Tunisian man gets time served in US terror case
Jul. 16, 2014
NEW YORK (AP) — A Tunisian man smiled and hugged his defense lawyer as a judge sentenced him Wednesday to the 15 months he had already served in prison in a terrorism case that fizzled after prosecutors distanced themselves from claims that he came to America to develop a network of terrorists.
Ahmed Abassi, 27, was sentenced in federal court in Manhattan by Judge Miriam Goldman Cedarbaum. He was held for deportation.
"Mr. Abassi, I hope you will think very seriously about the events of the last year and will decide to always abide by the laws of the United States. And if you do that, I wish you good luck," the judge told him.
"Thank you, your honor. I agree with you," he said through an interpreter at a court proceeding that lasted about 10 minutes.
Abassi pleaded guilty last month to lying to a federal agent about why he came to the United States in 2013 and when he filled out a green card application. He could have faced up to six years in prison.
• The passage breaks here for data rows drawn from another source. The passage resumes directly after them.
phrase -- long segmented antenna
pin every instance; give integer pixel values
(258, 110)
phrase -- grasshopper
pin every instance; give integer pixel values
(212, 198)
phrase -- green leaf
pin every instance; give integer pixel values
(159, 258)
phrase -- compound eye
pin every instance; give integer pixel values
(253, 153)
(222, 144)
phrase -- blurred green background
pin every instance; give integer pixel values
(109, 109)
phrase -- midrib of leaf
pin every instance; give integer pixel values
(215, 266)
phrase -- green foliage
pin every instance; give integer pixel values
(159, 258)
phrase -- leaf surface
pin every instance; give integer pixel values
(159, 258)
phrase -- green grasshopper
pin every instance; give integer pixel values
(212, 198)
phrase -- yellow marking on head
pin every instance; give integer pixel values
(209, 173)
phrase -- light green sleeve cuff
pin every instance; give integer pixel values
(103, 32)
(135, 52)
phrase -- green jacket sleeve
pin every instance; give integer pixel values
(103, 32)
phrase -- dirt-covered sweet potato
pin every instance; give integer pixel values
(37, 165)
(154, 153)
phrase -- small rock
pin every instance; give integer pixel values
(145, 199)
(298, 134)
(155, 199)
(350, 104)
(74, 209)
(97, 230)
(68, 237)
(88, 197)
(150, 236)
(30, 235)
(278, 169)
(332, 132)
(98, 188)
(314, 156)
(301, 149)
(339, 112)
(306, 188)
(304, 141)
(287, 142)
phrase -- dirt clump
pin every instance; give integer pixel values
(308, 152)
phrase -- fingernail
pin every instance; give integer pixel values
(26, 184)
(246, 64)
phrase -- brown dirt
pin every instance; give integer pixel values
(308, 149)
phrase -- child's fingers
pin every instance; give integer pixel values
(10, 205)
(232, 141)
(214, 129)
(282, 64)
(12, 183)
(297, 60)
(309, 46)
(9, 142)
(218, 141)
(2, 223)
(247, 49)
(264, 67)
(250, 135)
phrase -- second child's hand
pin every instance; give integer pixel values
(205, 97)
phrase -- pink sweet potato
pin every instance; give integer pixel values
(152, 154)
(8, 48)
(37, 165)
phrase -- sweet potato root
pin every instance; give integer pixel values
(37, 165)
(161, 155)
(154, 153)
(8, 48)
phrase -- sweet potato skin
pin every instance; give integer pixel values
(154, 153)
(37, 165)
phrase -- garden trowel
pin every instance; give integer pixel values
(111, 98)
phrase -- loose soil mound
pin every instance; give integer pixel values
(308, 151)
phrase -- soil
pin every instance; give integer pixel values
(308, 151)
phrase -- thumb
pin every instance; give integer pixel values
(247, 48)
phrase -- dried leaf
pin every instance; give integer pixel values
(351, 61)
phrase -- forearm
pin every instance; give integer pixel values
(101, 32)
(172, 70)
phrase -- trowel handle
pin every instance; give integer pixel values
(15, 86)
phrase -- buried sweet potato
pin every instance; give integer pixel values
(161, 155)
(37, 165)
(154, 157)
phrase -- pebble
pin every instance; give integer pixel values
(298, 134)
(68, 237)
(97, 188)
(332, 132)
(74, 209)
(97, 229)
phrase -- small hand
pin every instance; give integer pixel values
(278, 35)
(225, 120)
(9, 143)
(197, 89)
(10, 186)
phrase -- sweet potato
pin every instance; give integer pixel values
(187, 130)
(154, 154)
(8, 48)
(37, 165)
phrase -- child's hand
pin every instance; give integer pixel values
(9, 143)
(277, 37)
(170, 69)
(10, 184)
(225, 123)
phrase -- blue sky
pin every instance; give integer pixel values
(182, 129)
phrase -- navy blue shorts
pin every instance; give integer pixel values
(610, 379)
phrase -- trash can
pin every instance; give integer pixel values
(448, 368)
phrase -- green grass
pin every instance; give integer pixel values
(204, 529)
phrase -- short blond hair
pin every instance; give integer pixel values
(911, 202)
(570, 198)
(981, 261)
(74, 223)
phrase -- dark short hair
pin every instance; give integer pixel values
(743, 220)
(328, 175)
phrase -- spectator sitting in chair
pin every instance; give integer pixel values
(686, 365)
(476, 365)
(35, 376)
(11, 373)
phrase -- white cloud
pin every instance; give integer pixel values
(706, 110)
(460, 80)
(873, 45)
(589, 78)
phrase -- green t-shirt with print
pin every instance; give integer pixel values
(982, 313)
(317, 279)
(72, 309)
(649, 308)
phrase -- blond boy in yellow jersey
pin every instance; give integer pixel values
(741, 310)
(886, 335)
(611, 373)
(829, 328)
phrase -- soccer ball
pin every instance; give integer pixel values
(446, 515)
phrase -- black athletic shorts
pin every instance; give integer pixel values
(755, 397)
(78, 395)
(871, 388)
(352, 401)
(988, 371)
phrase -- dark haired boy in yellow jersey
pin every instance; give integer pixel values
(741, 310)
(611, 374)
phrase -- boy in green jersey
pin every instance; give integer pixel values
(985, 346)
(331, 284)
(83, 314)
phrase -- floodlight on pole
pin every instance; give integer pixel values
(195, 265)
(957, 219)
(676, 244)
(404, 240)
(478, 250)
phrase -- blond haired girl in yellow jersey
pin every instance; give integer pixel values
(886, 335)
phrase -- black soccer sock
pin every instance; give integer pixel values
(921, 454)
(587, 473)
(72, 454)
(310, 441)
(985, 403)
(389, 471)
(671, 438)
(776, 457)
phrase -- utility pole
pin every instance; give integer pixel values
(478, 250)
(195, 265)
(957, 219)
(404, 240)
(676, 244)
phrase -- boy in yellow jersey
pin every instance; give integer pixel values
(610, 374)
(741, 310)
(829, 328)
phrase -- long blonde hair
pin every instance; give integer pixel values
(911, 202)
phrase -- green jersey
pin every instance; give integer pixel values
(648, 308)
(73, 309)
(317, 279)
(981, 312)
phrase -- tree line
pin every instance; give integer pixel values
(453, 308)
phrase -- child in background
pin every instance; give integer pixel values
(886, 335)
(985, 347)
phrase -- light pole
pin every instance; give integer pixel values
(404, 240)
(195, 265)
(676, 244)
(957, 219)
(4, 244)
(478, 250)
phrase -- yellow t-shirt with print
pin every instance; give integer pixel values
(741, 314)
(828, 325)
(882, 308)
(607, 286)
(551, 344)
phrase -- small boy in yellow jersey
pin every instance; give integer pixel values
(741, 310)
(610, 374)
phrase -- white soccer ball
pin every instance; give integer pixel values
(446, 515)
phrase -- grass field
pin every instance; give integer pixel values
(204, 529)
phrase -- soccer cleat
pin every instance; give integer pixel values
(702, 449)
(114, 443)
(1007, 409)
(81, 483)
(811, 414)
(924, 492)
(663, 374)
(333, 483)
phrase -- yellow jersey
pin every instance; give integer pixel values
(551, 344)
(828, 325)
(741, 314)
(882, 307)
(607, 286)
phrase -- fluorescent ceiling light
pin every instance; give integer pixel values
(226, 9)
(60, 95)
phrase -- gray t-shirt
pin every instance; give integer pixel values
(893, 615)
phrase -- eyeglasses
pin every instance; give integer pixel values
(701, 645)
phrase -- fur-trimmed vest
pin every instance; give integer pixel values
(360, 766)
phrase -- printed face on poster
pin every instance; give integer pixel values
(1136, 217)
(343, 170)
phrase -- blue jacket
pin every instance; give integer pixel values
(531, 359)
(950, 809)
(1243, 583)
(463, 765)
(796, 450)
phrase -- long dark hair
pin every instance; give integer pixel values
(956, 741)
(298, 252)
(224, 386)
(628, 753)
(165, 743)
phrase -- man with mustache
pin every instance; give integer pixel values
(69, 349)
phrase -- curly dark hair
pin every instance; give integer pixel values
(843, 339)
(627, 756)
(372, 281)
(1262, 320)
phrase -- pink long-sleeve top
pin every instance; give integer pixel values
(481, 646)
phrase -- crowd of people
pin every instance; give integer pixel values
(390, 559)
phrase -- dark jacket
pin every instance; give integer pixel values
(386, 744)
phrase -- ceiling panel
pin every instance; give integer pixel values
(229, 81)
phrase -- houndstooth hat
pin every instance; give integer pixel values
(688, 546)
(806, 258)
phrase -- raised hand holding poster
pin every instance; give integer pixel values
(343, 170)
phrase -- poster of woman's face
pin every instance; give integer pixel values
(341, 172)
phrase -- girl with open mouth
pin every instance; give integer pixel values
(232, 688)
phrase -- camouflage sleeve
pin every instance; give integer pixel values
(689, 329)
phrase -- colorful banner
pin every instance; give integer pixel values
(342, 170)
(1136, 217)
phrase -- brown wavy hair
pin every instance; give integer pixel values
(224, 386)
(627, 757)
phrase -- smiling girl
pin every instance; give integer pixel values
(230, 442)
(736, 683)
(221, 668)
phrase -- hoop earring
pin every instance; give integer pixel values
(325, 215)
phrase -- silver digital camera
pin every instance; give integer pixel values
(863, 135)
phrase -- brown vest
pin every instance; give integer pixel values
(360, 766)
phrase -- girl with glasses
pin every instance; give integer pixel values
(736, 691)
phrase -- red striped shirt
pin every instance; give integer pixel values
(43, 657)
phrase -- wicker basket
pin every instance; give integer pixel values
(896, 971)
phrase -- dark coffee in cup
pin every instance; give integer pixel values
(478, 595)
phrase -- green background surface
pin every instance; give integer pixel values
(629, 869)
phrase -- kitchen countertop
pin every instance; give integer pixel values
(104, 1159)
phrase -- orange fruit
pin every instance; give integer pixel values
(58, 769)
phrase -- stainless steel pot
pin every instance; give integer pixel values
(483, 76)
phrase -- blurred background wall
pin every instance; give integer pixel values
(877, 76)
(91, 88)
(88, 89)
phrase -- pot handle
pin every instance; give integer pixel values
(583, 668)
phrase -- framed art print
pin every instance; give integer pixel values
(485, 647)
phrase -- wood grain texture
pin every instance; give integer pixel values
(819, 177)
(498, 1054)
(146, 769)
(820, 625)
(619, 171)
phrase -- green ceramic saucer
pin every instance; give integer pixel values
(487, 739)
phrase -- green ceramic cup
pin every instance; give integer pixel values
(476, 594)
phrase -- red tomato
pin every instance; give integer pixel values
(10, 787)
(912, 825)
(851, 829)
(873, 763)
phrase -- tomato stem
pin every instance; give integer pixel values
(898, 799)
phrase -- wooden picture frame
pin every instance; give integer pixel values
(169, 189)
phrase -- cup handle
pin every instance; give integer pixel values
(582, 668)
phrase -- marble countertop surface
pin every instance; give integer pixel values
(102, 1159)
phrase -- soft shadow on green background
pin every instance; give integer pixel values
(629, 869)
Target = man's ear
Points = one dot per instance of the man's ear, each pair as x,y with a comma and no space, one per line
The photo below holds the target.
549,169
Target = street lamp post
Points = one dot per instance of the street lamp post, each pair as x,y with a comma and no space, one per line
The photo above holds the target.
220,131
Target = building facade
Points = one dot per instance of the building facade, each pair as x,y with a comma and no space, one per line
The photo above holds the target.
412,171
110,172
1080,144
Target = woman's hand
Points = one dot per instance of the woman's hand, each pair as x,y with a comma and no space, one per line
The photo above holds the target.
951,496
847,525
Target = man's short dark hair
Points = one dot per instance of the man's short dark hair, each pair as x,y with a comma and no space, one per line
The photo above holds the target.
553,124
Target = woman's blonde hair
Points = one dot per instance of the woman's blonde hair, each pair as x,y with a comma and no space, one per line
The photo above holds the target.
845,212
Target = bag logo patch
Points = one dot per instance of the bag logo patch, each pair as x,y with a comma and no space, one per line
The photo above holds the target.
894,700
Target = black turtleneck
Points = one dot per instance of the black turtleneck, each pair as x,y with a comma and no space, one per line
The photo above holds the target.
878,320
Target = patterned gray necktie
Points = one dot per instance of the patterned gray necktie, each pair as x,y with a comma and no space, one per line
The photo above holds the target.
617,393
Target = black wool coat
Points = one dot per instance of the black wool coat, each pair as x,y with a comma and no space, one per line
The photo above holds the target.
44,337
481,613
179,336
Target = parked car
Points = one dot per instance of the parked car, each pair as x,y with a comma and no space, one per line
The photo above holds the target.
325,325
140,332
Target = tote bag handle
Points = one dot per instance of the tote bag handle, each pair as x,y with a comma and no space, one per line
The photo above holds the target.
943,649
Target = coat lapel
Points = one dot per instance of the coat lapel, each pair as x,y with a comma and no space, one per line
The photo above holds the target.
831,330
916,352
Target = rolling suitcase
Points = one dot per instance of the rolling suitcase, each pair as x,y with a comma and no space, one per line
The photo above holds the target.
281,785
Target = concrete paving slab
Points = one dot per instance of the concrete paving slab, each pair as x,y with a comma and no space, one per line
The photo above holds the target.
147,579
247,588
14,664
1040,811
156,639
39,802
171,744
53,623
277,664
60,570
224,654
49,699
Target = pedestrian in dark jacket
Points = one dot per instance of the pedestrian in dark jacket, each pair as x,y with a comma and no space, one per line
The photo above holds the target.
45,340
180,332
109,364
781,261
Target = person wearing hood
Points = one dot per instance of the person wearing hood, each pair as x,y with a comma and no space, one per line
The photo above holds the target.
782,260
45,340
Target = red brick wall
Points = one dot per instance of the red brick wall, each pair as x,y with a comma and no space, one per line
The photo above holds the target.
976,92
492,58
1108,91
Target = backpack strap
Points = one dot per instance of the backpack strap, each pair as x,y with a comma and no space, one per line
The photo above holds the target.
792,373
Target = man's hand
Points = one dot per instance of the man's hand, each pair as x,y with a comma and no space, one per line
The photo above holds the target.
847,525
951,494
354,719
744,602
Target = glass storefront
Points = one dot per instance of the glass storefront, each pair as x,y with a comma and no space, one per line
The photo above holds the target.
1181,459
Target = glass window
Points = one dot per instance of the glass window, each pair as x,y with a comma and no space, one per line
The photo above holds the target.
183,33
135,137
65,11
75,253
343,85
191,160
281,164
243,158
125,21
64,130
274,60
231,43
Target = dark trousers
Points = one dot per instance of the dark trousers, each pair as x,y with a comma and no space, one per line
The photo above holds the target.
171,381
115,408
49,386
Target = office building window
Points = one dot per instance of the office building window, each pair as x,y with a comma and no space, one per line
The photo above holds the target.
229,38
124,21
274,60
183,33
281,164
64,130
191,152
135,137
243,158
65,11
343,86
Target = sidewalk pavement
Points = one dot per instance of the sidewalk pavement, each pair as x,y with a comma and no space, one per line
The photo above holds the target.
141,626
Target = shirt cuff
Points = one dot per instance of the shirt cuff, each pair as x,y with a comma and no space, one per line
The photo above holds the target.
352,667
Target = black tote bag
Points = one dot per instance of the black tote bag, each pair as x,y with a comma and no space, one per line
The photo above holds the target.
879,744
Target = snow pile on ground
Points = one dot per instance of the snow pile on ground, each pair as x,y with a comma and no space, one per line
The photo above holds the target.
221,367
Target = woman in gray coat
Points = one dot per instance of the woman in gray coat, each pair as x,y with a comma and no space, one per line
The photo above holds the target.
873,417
At the urging of an undercover FBI agent, Abassi in March 2013 flew to the United States, where he met frequently in a Manhattan apartment with another Tunisian citizen, Chiheb Esseghaier, and the agent.
Defense lawyer Sabrina Shroff said Abassi agreed to come to the United States only because the agent had promised to assist him in getting his visa renewed so he could return to Canada to live with his wife. Prosecutors say the visa was withdrawn by Canadian authorities while he was visiting family in Tunisia because he had become a target of an investigation into Esseghaier.
Esseghaier is awaiting trial in Toronto on charges he conspired with al-Qaida members in Iran in a plot to derail a train that runs between New York City and Montreal.
After Abassi was arrested, prosecutors initially claimed Abassi wanted to remain in the United States to cultivate a network of terrorists for international attacks, but the government eventually backtracked from its most inflammatory claims and dropped the most serious charges.
The government admitted Abassi had repeatedly refused an invitation to conspire to commit terrorism with Esseghaier, though it cited anti-American comments he made in discussions with the undercover agent and Esseghaier, including a claim that "America should be wiped off the face of the Earth." Prosecutors added, though, that Abassi said he had no plan to attack the United States.
Outside court, Shroff said justice was long overdue.
"It was really sad to me that he spent 15 months in jail for doing nothing more than being stupid and opinionated," she said.
Shroff said his opinions were "very much in contrast to anything he was ever willing to do."